Zu den häufigsten Beschwerden im Frühling zählt die "Frühjahrsmüdigkeit". Der Körper kann sich hormonell nicht so schnell an die veränderten klimatischen Bedingungen anpassen. Daher wirkt das in der dunklen Jahreszeit vermehrt produzierte Schlafhormon Melatonin noch eine Zeitlang weiter. Zusätzlich sinkt bei steigender Außentemperatur der Blutdruck ab, weil sich dann die Blutgefäße weiten. Als Gegenmaßnahmen eignen sich vermehrte Vitaminzufuhr sowie Bewegung im Freien.
Unter dem Einfluss des Sonnenlichts geht nämlich die Melatoninproduktion zurück, durch Sport wird wiederum die Ausschüttung von "Glückshormonen" angekurbelt. Walken, Radfahren oder Joggen bringen außerdem den Kreislauf in Schwung und können beginnenden Durchblutungsstörungen, die sich oft durch kalte Hände und Füße zeigen, entgegenwirken. Unterstützend wirken durchblutungsfördernde Pflanzenextrakte aus der Apotheke.
Deftiges Essen im Winter belastet die Leber
Die meisten Menschen essen im Winter deftiger und trinken mehr Alkohol. Das belastet die Leber, was sich ebenfalls in Müdigkeit äußert. Zur Schonung der Leber sollte man ein paar Wochen lang fleischarm essen und auf Alkohol verzichten. Kräuterpräparate aus der Apotheke können die Leber unterstützen. Dazu zählen Mariendistel- und Artischockenpräparate sowie tibetische Kräutermischungen, die den Gallenfluss anregen.

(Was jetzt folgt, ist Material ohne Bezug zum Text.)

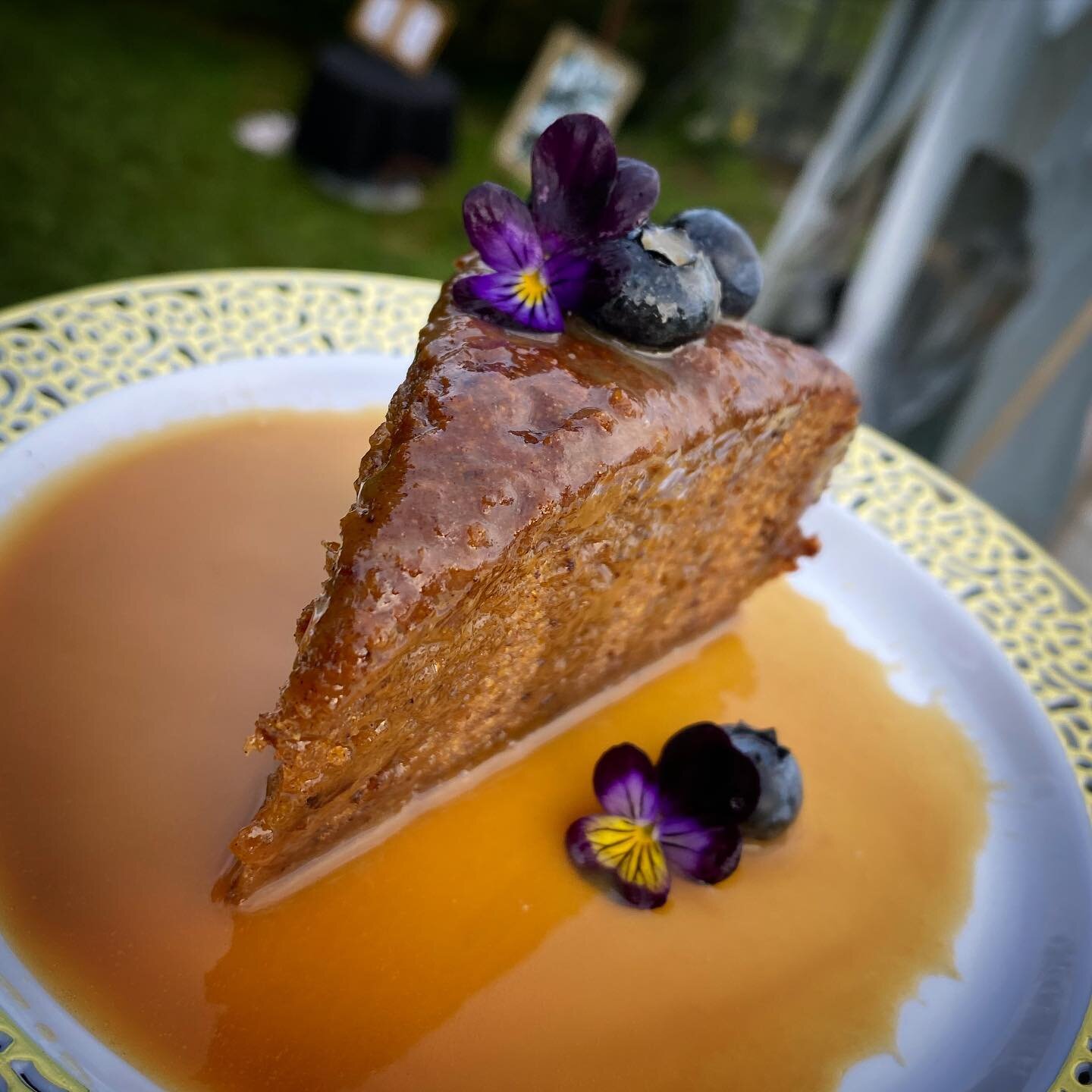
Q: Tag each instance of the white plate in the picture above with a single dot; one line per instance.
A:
(1025, 957)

Eine besondere Belastung stellt das Frühjahr für Allergiker dar. Alles blüht, die Pollen fliegen, Menschen niesen, schnupfen, tränen oder leiden gar unter Atemnot. Ein gemeinsamer Ausflug in die erwachende Natur kann da für allergische Familienmitglieder fatal werden. Bei Allergien reagiert das Immunsystem überschießend auf an sich harmlose Stoffe. Für ein ausgewogenes Immunsystem wird in China seit 4.000 Jahren die Astragalus-Wurzel erfolgreich angewendet. Extrakte der Inhaltsstoffe aus dieser Pflanze stehen heute auch bei uns zur Verfügung und sind in Apotheken erhältlich.
UV-Strahlen aktivieren Herpes-Virus
Die ersten kräftigeren Sonnenstrahlen rufen häufig lästige Fieberblasen (Herpes simplex) auf den Plan. Das Herpes-Virus, das in fast allen Menschen schlummert, wird nämlich unter anderem durch UV-Strahlen aktiviert. Tipp: Lippen vor der Sonne schützen und schon bei den ersten Anzeichen Mittel gegen Fieberblasen anwenden, damit die Vermehrung der Viren gestoppt werden kann.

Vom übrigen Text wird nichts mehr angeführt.